When you get to the site you’ll see an introduction. Scroll down to the main menu featuring five items:
  1. Student Inventors – Read comics featuring the biographies of student inventors, explore the student inventors and their inventions in the “Gallery for America’s Young Inventors”, and find out how you can submit an invention and be inducted to the hall of fame.
  2. Invention Competitions – Students can participate in competitions, awards, scholarships, and more. Check out the BubbleWrap competition, the Rubber Band Contest, Student Ideas for a Better America, and more.
  3. Science Activities – Check out this fantastic database of online activities that help kids learn how to design and build inventions, problem-solve, think scientifically, and use physics to develop their inventions. All of these lessons and experiments link to websites with terrific content for students of all ages and abilities. Who needs textbooks? This is a science curriculum all by itself.

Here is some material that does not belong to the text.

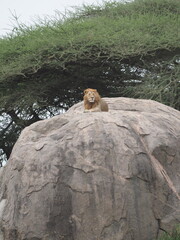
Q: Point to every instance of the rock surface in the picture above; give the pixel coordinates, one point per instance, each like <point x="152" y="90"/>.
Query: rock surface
<point x="94" y="176"/>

  4. Inventors and Inventions – Explore this archive of famous and not-so-famous inventors from around the world (including African-American and women inventors). Check out the U.S. Patent Office for kids. Get a short list of museums featuring weird and wonderful inventions.
  5. Resources for Teachers – Get FREE invention curriculum, lesson plans, printables for your students, invention graphic organizers, recommended books, and more!

Bookmark this website – your young inventors will want to return often!